Белесый дым лениво тлевшего валежника шофер головной машины увидел сразу, как и синий целлофановый сверток посредине. Он резко затормозил и напряженно стал всматриваться. Кругом было тихо. Шумел ветер в вершинах сосен, угрюмо покачивали островерхими головами пихты. Их темные силуэты четко вырисовывались на светлом весеннем небе. Охранник, сидевший рядом с шофером, угрюмо ругнувшись, вылез из машины, и, не торопясь, двинулся туда, где дымился сизым дымом набросанный чьей-то недоброй рукой хворост. Второй повернулся к тайге и вынув пистолет, хищно всматривался в холодно молчащую тайгу.

– Петр, что там? – Хозяин вылез из подошедшей машины и стал тоже всматриваться вперед.

– Черт его знает, вроде мешок какой-то.

– Может взрывчатка? – предположил шофер, высунув голову и боязливо озираясь.

– Ага! Именно потому тебя и предупредили, вишь, костры развели. Нет, это кто-то хочет, чтобы мы подошли, вроде бы приглашает.

– Подарок, однако, приготовили. И ждали нас, значит, знали точно, что едем.

Подошла еще одна машина. Люди вышли, негромко переговаривались, ежились от пронизывающего сырого ветра. Охранник подошел, наклонился и осторожно развернул пакет. Несколько мгновений, показавшихся долгими, он всматривался в то, что бесформенной массой лежало перед ним, и вдруг взорвался площадным матом.

Люди бросились к нему, угрюмо смотрели на развернутый синий сверток.

– Николай Иванович! Вам на это надо взглянуть – крикнул охранник хозяину. Тот не торопясь, подошел, достал из кармана куртки круглый крошечный фонарик и долго тяжело глядел.

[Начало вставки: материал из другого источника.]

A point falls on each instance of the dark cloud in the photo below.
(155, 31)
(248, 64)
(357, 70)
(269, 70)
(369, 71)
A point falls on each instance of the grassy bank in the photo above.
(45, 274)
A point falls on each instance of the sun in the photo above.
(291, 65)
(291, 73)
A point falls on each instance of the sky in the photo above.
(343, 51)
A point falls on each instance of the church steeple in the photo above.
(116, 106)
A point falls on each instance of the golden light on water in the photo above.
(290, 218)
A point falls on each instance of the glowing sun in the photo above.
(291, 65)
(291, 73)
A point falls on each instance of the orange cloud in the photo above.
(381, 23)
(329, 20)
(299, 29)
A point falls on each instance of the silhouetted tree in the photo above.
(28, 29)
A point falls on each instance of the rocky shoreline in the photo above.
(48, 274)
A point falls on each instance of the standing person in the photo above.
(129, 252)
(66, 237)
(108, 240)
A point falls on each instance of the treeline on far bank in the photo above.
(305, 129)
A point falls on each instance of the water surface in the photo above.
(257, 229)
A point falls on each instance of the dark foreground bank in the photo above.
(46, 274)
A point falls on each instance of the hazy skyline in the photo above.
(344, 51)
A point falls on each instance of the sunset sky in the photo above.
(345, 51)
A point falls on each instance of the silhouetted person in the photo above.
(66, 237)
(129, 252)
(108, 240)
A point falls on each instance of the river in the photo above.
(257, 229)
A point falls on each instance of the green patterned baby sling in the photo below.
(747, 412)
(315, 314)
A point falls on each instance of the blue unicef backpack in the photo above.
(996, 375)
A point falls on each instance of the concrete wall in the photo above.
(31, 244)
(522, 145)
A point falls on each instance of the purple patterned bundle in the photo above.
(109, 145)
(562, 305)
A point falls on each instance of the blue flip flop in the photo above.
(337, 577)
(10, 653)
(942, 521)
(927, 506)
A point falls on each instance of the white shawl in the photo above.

– Заберите-ка это с собой, – коротко сказал Николай Иванович и двинулся к машине. Затем вдруг он резко остановился, выхватил из кармана пистолет и стал беспорядочно палить в придорожные кусты. Вся команда, разом схватившись за оружие начала нелепую паническую стрельбу в вечерний полумрак. Тайга глотала пули, отзывалась болезненными стонами гулкого эха. Хозяин сел в машину, махнул рукой, и кортеж двинулся. Скоро на развороченной после снежной зимы лесной дороге никого не осталось. Тогда из глубины леса вышел на дорогу волк. Жадно понюхав место, где лежал сверток, он сел тощим облезлым задом на холодную равнодушную землю, поднял ободранную морду к выглянувшей из-за рваных синих туч луне и завыл. Неизбывная старая злоба, тоска и голод звучали в этом вое.

* * *

Заутреню уже отслужили. В храме было тихо, прохладно. Не верилось, что на улице плыла майская жара. Пахло ладаном, тускло сияли темные лампады. Сквозь таинственный полумрак проступали суровые лики святых. Священник уже собрался уходить. Как вдруг у иконы божьей матери в дальнем углу он увидел лежащего ниц перед иконой человека.

– Что с вами, сын мой? – участливо склонился он над ним. Священник был немолодой, уставший от жизни и от веры человек, но было что-то в теле, распростертом на затертом многочисленными ногами и временем полу, что заставило его остановиться.

– Вы не хотите исповедоваться?

– Нет. – Глухой, низкий и густой голос странным эхом отозвался в стенах храма. Мигнули и затрепетали от дуновения неслышного ветерка слабые огоньки зажженных свечей, одна за другой они вдруг начали гаснуть.

Человек встал, и страшный, пустой взгляд ударил священника. Он отшатнулся.

– Простите ли мне грехи мои, отец мой? – снова глухо и гулко, как из подземелья, донесся голос.

– Отец наш прощает детям своим грехи и прегрешения вольные и невольные, – слабеющим голосом проговорил священник, – Просите и обрящете. Стучите, и вам откроется.

Он боялся еще раз увидеть бездонные и пустые глаза человека без души и говорил эти слова машинально. Он хотел одного, чтобы этот человек ушел.